Bergandengan tangan alias bahu-membahu atau saling membantu penting kiranya dilakukan oleh para caleg dengan caleg lainnya. Apalagi bagi para caleg dari satu partai yang sama. Saling memberikan dukungan, membantu, dan bahu-membahu di kalangan sesama caleg paling tidak akan sedikit memberikan sedikit keringanan selama melakukan sosialisasi. Bantuan baik dari segi moriil maupun dari segi materiil apalagi sesama caleg dari partai yang sama juga dapat menambah motivasi bagi caleg lain.Bukan hanya itu, hal ini juga dapat menimbulkan kesan kekompakan di mata pemilih. Dengan begitu, pemilih semakin tertarik untuk memilih caleg yang terlihat kompak.

9. Angkat tangan

“Angkat tangan” disini bukan berarti menyerah, tidak ada perlawanan, takluk, dan putus asa. “Angkat tangan” dimaksud adalah selalu banyak berdo’a. Para caleg yang ingin memenangkan pertarungan dalam pemilu mendatang harus banyak “angkat tangan” untuk berdo’a. Bagaimana pun keras dan banyak nya usaha para caleg. Paling tidak dengan do’a akan menjadi media penting guna memperoleh rahmat, hidayah, rezki, pun kehendak Tuhan Yang Maha Kuasa.

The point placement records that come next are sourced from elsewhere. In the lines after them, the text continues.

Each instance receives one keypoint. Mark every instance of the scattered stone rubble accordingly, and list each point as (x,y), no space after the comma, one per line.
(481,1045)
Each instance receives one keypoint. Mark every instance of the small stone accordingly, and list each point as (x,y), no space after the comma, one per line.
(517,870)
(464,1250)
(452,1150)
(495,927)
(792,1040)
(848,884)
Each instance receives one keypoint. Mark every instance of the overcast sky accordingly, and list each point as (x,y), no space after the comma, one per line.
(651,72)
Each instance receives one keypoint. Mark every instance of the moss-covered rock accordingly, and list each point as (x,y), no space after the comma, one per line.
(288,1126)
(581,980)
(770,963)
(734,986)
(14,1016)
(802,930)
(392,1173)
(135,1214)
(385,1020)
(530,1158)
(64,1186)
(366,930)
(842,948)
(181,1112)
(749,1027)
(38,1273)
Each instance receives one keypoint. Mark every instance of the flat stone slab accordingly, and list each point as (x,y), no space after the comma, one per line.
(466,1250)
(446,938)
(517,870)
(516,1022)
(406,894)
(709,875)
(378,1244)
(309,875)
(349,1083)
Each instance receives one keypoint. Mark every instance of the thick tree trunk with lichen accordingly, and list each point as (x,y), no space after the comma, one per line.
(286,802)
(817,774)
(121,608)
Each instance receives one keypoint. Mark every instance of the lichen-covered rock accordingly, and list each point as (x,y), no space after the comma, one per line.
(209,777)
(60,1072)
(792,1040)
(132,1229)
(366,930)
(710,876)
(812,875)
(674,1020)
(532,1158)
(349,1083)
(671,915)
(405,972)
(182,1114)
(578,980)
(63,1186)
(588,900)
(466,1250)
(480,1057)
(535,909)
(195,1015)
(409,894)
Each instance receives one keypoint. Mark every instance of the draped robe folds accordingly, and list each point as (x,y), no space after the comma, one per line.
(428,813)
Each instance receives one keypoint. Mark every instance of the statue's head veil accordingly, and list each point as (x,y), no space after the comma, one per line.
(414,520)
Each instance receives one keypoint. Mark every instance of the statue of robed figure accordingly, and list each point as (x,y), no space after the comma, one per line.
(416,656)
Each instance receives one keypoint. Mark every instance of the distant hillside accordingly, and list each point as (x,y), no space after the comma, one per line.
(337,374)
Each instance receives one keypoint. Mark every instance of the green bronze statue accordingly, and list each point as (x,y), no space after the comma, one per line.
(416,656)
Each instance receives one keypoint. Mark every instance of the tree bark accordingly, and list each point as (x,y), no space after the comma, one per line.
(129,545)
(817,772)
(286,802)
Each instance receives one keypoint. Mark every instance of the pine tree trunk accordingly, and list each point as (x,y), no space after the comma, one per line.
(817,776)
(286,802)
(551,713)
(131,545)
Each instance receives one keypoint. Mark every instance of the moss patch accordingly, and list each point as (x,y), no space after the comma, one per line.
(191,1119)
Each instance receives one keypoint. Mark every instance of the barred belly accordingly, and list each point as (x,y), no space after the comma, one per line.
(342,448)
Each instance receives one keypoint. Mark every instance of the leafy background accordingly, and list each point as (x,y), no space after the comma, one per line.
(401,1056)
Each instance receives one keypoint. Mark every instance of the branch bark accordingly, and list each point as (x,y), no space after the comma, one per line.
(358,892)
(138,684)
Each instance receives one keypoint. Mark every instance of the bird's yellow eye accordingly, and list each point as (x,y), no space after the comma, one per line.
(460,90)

Bagaimana pun keyakinan mengajarkan bahwa tanpa rahmat, hidayah, dan kehendak dari Tuhan Yang Maha Kuasa mustahil seseorang akan mampu mencapai cita-cita yang diinginkannya.

10. Garis Tangan

Hal ini penting sebagai bentuk kesadaran sekaligus wujud keyakinan.”Garis tangan” alias takdir adalah benteng terakhir dalam harapan seorang caleg. Dalam diri seorang caleg harus tertanam keyakinan dan kepercayaan bahwa takdir (garis tangan) adalah segalanya. Yakin, bahwa segala hal yang akan diperoleh kemudian hari sebenarnya telah di tetapkan sebagai “garis tangan” dari Tuhan Yang Maha Esa. Jika memang Terpilih sebagai anggota dewan nantinya, itu merupakan bagian dari garis tangannya. Begitu juga sebaliknya, jika tidak terpilih sebagai anggota legislatif, itu artinya garis tangannya untuk menjadi anggota legislatif memang tidak ada. Dengan keyakinan ini, tidak akan ada lagi penyesalan nantinya di kemudian hari.